14 Março 2016
Impressionante iniciativa de quatro padres trazida no semanário online da diocese de Bérgamo Santalessandro: os padres Alessandro Nava, Gianluca De Ciantis, Andrea Testa e Emanuele Personeni decidiram fazer desta Quaresma, não somente uma ocasião de oração e de penitência pessoal, mas também de testemunho e protesto, chamando a atenção da comunidade eclesial e da opinião pública local para os dramáticos acontecimentos dos refugiados e dos requerentes de asilo político. “Na Quaresma – escrevem na carta onde explicam as razões da sua escolha – nós sacerdotes viveremos numa tenda, no adro da igreja de Ambivere. Um pouco de alimento. Água para beber. Um banheiro para lavar-se. Um colchão para dormir. É mais do que muitos seres humanos podem permitir-se”: “Viveremos numa tenda para dizer que não aceitamos um sistema que procura conforto para nós, provocando sofrimento nos outros... queremos dizer, com este gesto, que reconhecemos nossa responsabilidade diante da pobreza do mundo. E dizer também que se pode ser feliz, com menos”.

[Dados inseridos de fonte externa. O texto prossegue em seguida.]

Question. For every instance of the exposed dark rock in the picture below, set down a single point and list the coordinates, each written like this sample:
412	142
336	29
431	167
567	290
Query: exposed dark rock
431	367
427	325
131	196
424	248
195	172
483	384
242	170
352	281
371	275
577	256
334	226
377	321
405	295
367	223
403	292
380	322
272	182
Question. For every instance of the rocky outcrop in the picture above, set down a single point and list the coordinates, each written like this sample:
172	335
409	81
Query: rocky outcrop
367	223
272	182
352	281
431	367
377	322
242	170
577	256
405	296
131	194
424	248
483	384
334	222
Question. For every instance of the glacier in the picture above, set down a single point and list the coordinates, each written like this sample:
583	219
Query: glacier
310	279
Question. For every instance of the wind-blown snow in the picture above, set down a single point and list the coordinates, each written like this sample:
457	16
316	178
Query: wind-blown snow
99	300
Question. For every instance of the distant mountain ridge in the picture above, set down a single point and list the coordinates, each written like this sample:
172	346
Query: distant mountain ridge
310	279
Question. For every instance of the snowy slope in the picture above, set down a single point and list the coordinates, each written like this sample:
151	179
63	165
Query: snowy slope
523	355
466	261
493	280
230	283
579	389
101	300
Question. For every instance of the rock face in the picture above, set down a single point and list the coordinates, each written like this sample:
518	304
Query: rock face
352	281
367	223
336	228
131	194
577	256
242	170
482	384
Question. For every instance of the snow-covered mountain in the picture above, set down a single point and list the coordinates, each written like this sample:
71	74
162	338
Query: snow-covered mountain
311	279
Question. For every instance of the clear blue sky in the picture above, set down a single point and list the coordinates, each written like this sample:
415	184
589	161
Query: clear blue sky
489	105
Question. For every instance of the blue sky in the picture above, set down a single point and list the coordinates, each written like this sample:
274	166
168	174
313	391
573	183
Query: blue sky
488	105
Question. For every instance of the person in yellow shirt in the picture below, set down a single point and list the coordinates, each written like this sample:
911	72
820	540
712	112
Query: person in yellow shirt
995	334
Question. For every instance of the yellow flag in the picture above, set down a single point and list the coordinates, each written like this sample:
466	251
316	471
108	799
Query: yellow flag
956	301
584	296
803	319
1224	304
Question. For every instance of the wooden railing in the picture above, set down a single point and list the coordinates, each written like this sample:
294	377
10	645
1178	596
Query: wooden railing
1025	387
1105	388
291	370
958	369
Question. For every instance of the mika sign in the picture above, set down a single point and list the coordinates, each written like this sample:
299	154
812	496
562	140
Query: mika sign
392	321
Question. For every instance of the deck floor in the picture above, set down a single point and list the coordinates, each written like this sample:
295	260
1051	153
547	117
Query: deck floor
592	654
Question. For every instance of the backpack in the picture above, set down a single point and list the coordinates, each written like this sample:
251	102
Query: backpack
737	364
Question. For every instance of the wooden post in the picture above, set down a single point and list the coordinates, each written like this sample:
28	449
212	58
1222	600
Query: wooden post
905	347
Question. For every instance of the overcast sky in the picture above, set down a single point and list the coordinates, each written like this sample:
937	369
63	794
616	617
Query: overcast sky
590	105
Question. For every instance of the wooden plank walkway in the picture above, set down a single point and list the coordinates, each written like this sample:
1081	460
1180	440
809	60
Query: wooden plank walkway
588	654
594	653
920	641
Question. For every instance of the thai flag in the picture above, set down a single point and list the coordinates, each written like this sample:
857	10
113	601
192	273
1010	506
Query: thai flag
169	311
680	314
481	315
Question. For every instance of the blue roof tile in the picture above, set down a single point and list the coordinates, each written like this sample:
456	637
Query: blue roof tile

A reportagem é de Valerio Gigante, publicada por Adista.it, 26-02-2016. A tradução é de Ramiro Mincato.
Uma provocação, esta, que procura despertar as consciências e suscitar atos e tomada de posição públicas coerentes com a própria adesão de fé. Padre Alessandro e Padre Gianluca são pároco e vice-pároco de S. Michele Arcangelo, em Mapello; Padre Andre é pároco em Valtrighe; Padre Emanuele, administrador paroquial em S. Zenono, na cidade de Ambivere. O texto redigido por eles contém uma análise da situação de pobreza e desigualdade econômica e social características das relações Norte – Sul do Mundo, agravadas mais depois da grande crise econômica iniciada em 2007. Situação tornada ainda mais dramática com a crise dos refugiados.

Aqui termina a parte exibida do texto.